Luca (16,19-31)
In quel tempo, gli apostoli dissero al Signore: «Accresci in noi la fede!». Il Signore rispose: «Se aveste fede quanto un granello di senape, potreste dire a questo gelso: “Sràdicati e vai a piantarti nel mare”, ed esso vi obbedirebbe. Chi di voi, se ha un servo ad arare o a pascolare il gregge, gli dirà quando rientra dal campo: “Vieni subito e mettiti a tavola”? Non gli dirà piuttosto: “Prepara da mangiare, strìngiti le vesti ai fianchi e sérvimi, finché avrò mangiato e bevuto, e dopo mangerai e berrai tu”? Avrà forse gratitudine verso quel servo, perché ha eseguito gli ordini ricevuti? Così anche voi, quando avrete fatto tutto quello che vi è stato ordinato, dite: “Siamo servi inutili. Abbiamo fatto quanto dovevamo fare”».
Tra le braccia di Dio
«Aumenta la nostra fede» (Lc 17,6). I discepoli di ogni tempo vivono provocati dall’esperienza: la gioia e il dolore di ogni avvenimento, la fatica di crescere, la fedeltà e il tradimento chiedono risposte capaci di coniugare il sì credente con la concretezza della propria storia. Ogni azione, mossa nel quotidiano, è impegno per affermare il proprio essere uomini, collocato in un qui e in un’ora nella ricerca della maturità personale e nell’equilibrio di avere i piedi ben piantati al suolo e lo sguardo proteso dinanzi, al futuro.

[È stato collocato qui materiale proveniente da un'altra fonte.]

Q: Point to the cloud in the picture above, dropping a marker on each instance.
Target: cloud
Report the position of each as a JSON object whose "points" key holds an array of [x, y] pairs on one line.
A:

Impresa non facile, per chi ha scelto il Maestro, quella di essere coerente con la parola data alla sua Parola. Spesso il discepolo ripete a sé stesso quello che l’Apostolo diceva: «So il bene che debbo fare e mi ritrovo a fare il male che non voglio fare» (Rm 7,19), perché il cuore è pronto ma la carne è debole. Contraddizione tra la consapevolezza del proprio essere e il dover essere. «Aumenta la mia fede », allora, è invocazione di chi cerca la forza di restare fedele, malgrado il turbinio degli avvenimenti, e di intercettare anche nell’oscurità del significato la luce che permette di superare ogni prova. «Aumenta la nostra fede» è una richiesta per comprendere il significato delle cose quando le risposte vengono a mancare e nonostante il dolore delle prove, il sapore cocente delle sconfitte, riuscire ad abbandonarsi alla volontà di Dio che vince il mondo.
La fede è scegliere per sé la volontà di chi è forte, certezza di sapersi fidare di chi ha promesso che «Soccombe colui che non ha l’animo retto, mentre il giusto vivrà per la sua fede» (Ab 2,4). È la fede che rende visibile in percorsi tortuosi una possibile via d’uscita, che arma il braccio del debole rendendolo forte in battaglia. Custodire la fede è farsi quotidianamente sorreggere dalla speranza di non essere mai delusi dalla Parola di colui che ci ha promesso di non lasciarci soli, di non avere paura.
Chiunque abbia fede e creda che Dio sia dalla sua parte, potrà chiedere che gli venga aumentata la fede. Egli sa bene che avere fede è sapere che si è in braccio a Dio, sicuri del suo amore, e questo basta. Altro, invece, è chiedere di essere custoditi nella propria fede, protetti dall’attacco dei nemici di ogni tempo, pronti ad aggredire i giusti per quello in cui credono, per quello che testimoniano.
E per custodire la fede è necessario non vergognarsi mai del Vangelo ricevuto, mai «della testimonianza da rendere al Signore nostro... ma soffri anche tu insieme con me per il vangelo» (2Tm 1,8). Un briciolo soltanto di fede, un granellino di abbandono in Dio, muove un coraggio inaudito, cambia il mondo. Anzi, la fede è proprio la vittoria che sconfigge il mondo (cfr 1 Gv 5,4).